While of course it seems a bit silly to run a blog on mithril in a non-mithril environment, it is painfully easy to set up a hexo blog. And given that there isn't much movement here, I'd suggest it might be worth setting that up to start with as a separate repo, and letting that be what we use until contributors are irritated by that enough to develop a proper blog platform, if ever.

In the end, it might even be possible to stick with hexo and just write a custom theme using mithril... I've never written one myself, so I can't say how much hacking it would require to get it to not generate multiple individual pages, unfortunately.

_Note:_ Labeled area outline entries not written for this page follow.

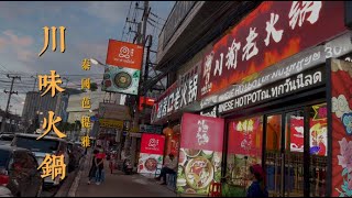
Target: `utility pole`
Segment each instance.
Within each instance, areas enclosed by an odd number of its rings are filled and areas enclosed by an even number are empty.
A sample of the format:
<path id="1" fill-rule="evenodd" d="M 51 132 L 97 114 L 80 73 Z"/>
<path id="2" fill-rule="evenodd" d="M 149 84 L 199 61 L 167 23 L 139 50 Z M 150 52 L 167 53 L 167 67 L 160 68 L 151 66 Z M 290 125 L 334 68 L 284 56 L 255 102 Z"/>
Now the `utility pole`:
<path id="1" fill-rule="evenodd" d="M 151 54 L 151 47 L 152 47 L 152 44 L 153 44 L 153 36 L 152 35 L 147 35 L 147 38 L 148 41 L 148 44 L 146 46 L 146 57 L 145 57 L 145 67 L 144 67 L 144 79 L 143 81 L 147 81 L 147 77 L 148 77 L 148 72 L 150 72 L 150 54 Z M 147 90 L 144 90 L 143 89 L 143 96 L 144 96 L 144 100 L 143 100 L 143 105 L 142 105 L 142 108 L 143 108 L 143 119 L 142 119 L 142 124 L 145 123 L 145 105 L 146 105 L 146 94 L 147 94 Z"/>
<path id="2" fill-rule="evenodd" d="M 34 84 L 33 84 L 33 91 L 35 89 L 35 84 L 36 84 L 36 77 L 37 77 L 37 74 L 35 74 L 35 76 L 31 76 L 32 78 L 34 78 Z"/>
<path id="3" fill-rule="evenodd" d="M 138 7 L 138 4 L 136 4 L 136 7 Z M 138 8 L 138 9 L 140 9 L 140 8 Z M 136 44 L 143 45 L 143 46 L 145 46 L 145 41 L 146 41 L 146 23 L 147 23 L 148 13 L 150 13 L 150 2 L 148 1 L 144 1 L 143 15 L 142 15 L 142 21 L 143 21 L 143 23 L 142 23 L 142 25 L 143 25 L 142 26 L 142 33 L 141 33 L 141 28 L 139 25 L 138 26 L 138 33 L 136 33 L 136 36 L 135 36 Z M 141 23 L 139 23 L 139 24 L 141 24 Z M 141 87 L 141 82 L 142 82 L 142 74 L 143 73 L 141 73 L 141 76 L 140 76 L 139 88 Z M 133 127 L 131 128 L 132 130 L 139 125 L 139 121 L 140 121 L 139 105 L 140 105 L 140 97 L 141 96 L 142 96 L 141 95 L 141 90 L 139 90 L 138 96 L 135 98 L 135 102 L 134 102 L 135 113 L 133 114 L 134 118 L 133 118 Z M 134 166 L 134 164 L 135 164 L 135 154 L 136 154 L 135 153 L 135 150 L 136 150 L 136 139 L 135 138 L 132 138 L 132 142 L 130 142 L 130 136 L 129 135 L 127 136 L 125 143 L 124 143 L 125 151 L 129 151 L 128 147 L 131 147 L 131 150 L 130 150 L 131 153 L 130 152 L 128 152 L 128 153 L 131 154 L 131 162 L 132 162 L 132 164 Z"/>
<path id="4" fill-rule="evenodd" d="M 11 100 L 11 95 L 15 94 L 18 95 L 19 92 L 18 91 L 12 91 L 13 89 L 13 82 L 15 79 L 20 79 L 21 80 L 21 77 L 20 76 L 10 76 L 10 75 L 7 75 L 8 78 L 12 78 L 12 81 L 11 81 L 11 88 L 10 88 L 10 91 L 7 91 L 7 90 L 3 90 L 3 92 L 6 94 L 9 94 L 9 99 L 8 99 L 8 105 L 7 105 L 7 109 L 4 111 L 4 117 L 2 117 L 2 122 L 1 122 L 1 132 L 4 132 L 4 127 L 6 127 L 6 122 L 7 122 L 7 118 L 8 118 L 8 112 L 9 112 L 9 106 L 10 106 L 10 100 Z"/>
<path id="5" fill-rule="evenodd" d="M 142 37 L 142 44 L 143 46 L 145 45 L 145 41 L 146 41 L 146 22 L 147 22 L 147 18 L 150 16 L 150 1 L 144 1 L 144 10 L 143 10 L 143 37 Z"/>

I don't love the idea, it would break with the aesthetics and certainly stand alone, etc.--but it's better than the blog just never getting around to happening. ¯\_(ツ)_/¯

dead-claudia commented 6 years ago

Related: #2262

barneycarroll commented 6 years ago

Closing #2262 in favour of this.

@spacejack suggests as subjects for posts:

  • Re-using event handler functions in closure components
  • Using your POJO/class component as an EventListener object

Other things that come to mind:

  • Avoiding stale attrs
  • Using callbacks or streams to update parent data
  • Technique to pass a "querystring" (optional params) in a url
  • Ways to force compnent re-init on route change (where the component would otherwise persist)
  • Sending a function as children (this is your trick Barney - there's better support in V2 now isn't there?)
  • Using children or render functions in attrs
  • Example of a canvas component that redraws on attr changes (show an example of implementing your own attrs diff)
  • Nuances of using await m.request(). Maybe show an example using promises to defer the redraw until a chain of async operations resolves.
  • How to handle error statuses from m.request()
  • Explain the difference between running an auto-invoked css animation vs a transition, and why you have to first "force render by reading from the DOM" to trigger the latter in oncreate.

@orbitbot highly relevant at the moment:

  • common patterns in other frameworks that require a boatload of dependencies that are relatively straightforward to achieve
  • hyped implementations that are more or less trivial to implement with a few lines (see styled components with bss, ...)

Got a great post stewing away in my mind under the title Out of context ;P

StephanHoyer commented 6 years ago

hooks with mithril 🙈

spacejack commented 6 years ago

Sorry I wanted to comment on this earlier but got too busy this week. Re:

It might sound silly, but I think this would make most sense as a separate repo (perhaps to be pulled in as part of the site build).

Actually, I think this should be on the main TOC for the site (maybe a new section under "Key Concepts") and that the API docs should link to it when appropriate.

I didn't feel this should take the place of the old blog exactly. A blog allows you to discuss a lot of things, in depth, and even offer opinions. These seemed more like a shorter series of technical explanations and how-tos that are as unopinionated as possible; basically just extended documentation that doesn't feel comfortable getting crammed into the API docs.

I also thought that all of these topics could fit on one page. More lengthy discussions (e.g., about architecture) would be good candidates for a blog. There is probably a grey area between the two but I think the topics I suggested can mostly be covered within a few paragraphs and a couple of code snippets each.

IMO good blog candidates would be:

spacejack commented 6 years ago

Uh, I'm going to walk that claim back a bit on the length of the posts... I've started drafting one about events and it's longer than I thought, heh. :)

Anyway I'm going to try sketching out a few of my suggested topics above in this repo for now.

dead-claudia commented 6 years ago

Related: #1929.

spacejack commented 5 years ago

A recent gitter thread has reminded us that more animation examples would probably be very beneficial. Showing simple vanilla/mithril examples of 3rd party components for other libraries might help people who are trying to decide on a framework. They also make for great showpieces for a library.